The goats are friendly, Madsen said.

"The goats are not mean to people. Usually it's the other way around," he said. "Usually, I'm more worried about the public being mean to them."

Goats will eat just about anything that looks like a plant, but there are a few varieties that are poisonous, so Madsen checked the area before releasing the goats.

The goats may be mildly smelly for a few days, Madsen said.

"The main odor will be kind of an ammonia smell from the urine and stuff, but that disappears quickly — in a few days," he said.

The poop that the goats leave behind will quickly be composted into the ground, he said, noting that goats poop small pellets compared to cows or horses.

Other than a few cries of "maaa," the goats were pretty quiet after their arrival Wednesday afternoon. They were too preoccupied with eating to make much noise, Madsen said.

The goats will finish eating a half-acre of blackberry bushes and invasive weeds at Mark Twain sometime on Saturday before heading to Meredith Hill Elementary, where they will clear one-and-a-half acres.

Madsen plans to have both areas clear sometime on Monday.

Each goat will eat about 3 percent of its body weight per day, Madsen said. The goats range from the size of an average dog to the size of a pony. Most will eat about four to six pounds per day in brush — the equivalent of 20 quarter-pound cheeseburgers.

There's no need to worry about the goats overeating wild vegetation, Madsen said. When they get full, they will lay down and rest. At home, Madsen feeds his goats hay and alfalfa while giving them free reign of the pasture.

Madsen will stay on the property 24 hours per day, supervising the goats' progress and ensuring they're safe from wildlife or people.

Stenberg said if things go well at the Mark Twain and Meredith Hill sites, the district is likely to hire Madsen to clear more campuses.

"This is really going to be a test run for us to see how well they're going to do," she said. "They may have more work from the district. There are a lot of blackberries and invasive weeds."

‘They're fun animals’

Madsen, a former range management specialist for the federal Natural Resource Conservation Service, said he got the idea to use goats for brush-clearing six years ago after hearing about a similar system in California.

Although the goats don't all have names, they do have numbers. Madsen said that he has a special attachment to the first few he bought, but it's tough to view all 270 as pets.

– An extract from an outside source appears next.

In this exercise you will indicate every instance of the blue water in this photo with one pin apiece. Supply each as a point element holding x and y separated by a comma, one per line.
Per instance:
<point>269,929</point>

"They're fun animals. I don't know if I'd say I love them," he said. "I don't want to see them get hurt or anything. I try to take good care of them."

Madsen said he won't bring his goats out to clear any less than an acre-and-a-half. For folks who like the idea of purchasing a goat to do some yardwork, Madsen suggests getting two.

"Otherwise they're gonna follow you around," he said. "They don't like to be alone."

For people in rural areas, it's a good idea to have a dog to protect the goats from coyotes and other wildlife.

Goats can make good pets, Madsen added.

"They're pretty friendly. Goats are interesting. They do have more personality than sheep," he said. "They are very curious."

In Federal Way city limits, a person must have at least 70,000 square feet of property to lawfully own large domestic animals such as goats, said Becky Lemke, code compliance officer. A person with 70,000 square feet is allowed two large domestic animals. The law allows for one more large animal for each additional 35,000 square feet.

Before hiring a crew of goats to clear brush, it would be a good idea to check with the city, Lemke said.

Contact Margo Horner: mhorner@fedwaymirror.com or (253) 925-5565.

For more information about using goats for natural vegetation management, visit www.healinghooves.com

View the goats

Greg Madsen welcomes visitors to view the 270 goats at work. He asks that all dogs be kept on leashes.

The goats will be at Mark Twain Elementary, 2450 South Star Lake Road, early on Saturday. Later that day, the goats will move to Meredith Hill Elementary, 5830 South 300th Street, where they will remain through Monday. The exact time the goats transfer locations will depend on their progress.